Gabi pointed to Ellie, who stood in the doorway.
“I think you’d better ask her.…”
U
NTIL
he looked up and saw the stricken look on Ellie’s face, Cameron thought the girl was just kidding around. He was pretty sure that Ellie was Lynley’s only child, which left Clifford Chapman suspect. Would Cam be surprised that Chapman had fooled around on Lynley?

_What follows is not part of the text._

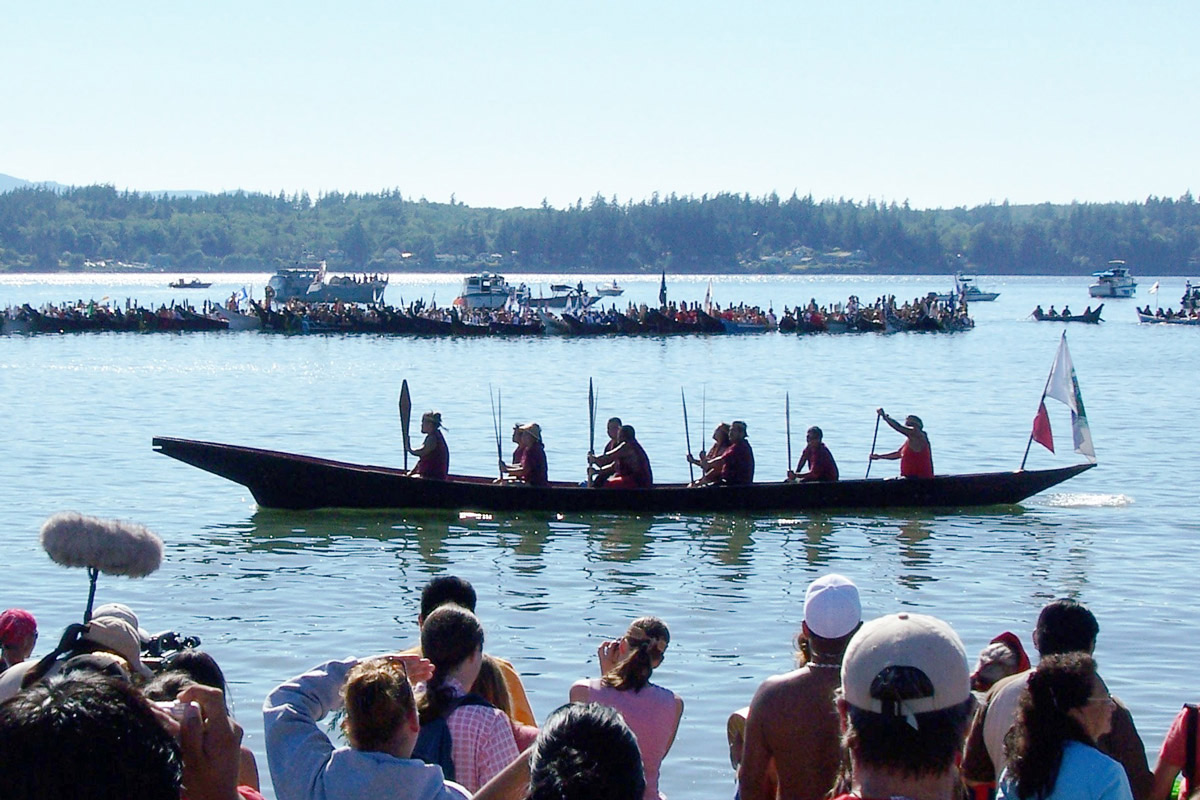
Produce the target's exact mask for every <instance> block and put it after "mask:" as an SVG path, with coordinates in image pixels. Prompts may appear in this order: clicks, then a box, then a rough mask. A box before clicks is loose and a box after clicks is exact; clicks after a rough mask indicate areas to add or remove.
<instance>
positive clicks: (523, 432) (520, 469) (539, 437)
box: [500, 422, 550, 486]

Would a man who would cheat so many people out of their life savings have qualms about cheating on his wife? Not likely.
Cam walked up the front steps to where Ellie stood, leaned against the side of the house, and asked, “So, what’s new?”
“I tried to call you a couple of times.” Ellie seemed to be looking everywhere except at Cameron.
“I forgot to charge my phone.” He watched her face. She looked like she was about to jump out of her skin. “My sister ended up having a few of her friends help her move. She really didn’t need me, so I decided to come back and spend the day with my sort-of girlfriend.”
Ellie held the door open for him, a grim look in her eyes. She looked past him to where the girl and the dog stood in the middle of the lawn.
“It’s okay, Gabi,” Ellie called to her. “You can go on down to the beach. Just keep an eye on the sky. It looks like it might rain.”
Gabi nodded and jogged off toward the beach with Dune. Ellie closed the door behind her.
“I could use a cup of coffee,” Cam told her, sensing that Ellie was at loose ends.
“Okay.” She followed him down the hall to the kitchen.
She busied herself at the sink—emptying out the remains of that morning’s coffee, rinsing out the pot and the basket, measuring water, measuring coffee. Cam could tell by her expression that she was conflicted and trying to decide what to say.
“Take your time, Ellie,” he said softly.
She nodded without looking at him. When the coffee was finished percolating, she poured a cup for him and brought it to the table, where he sat, waiting for her to join him.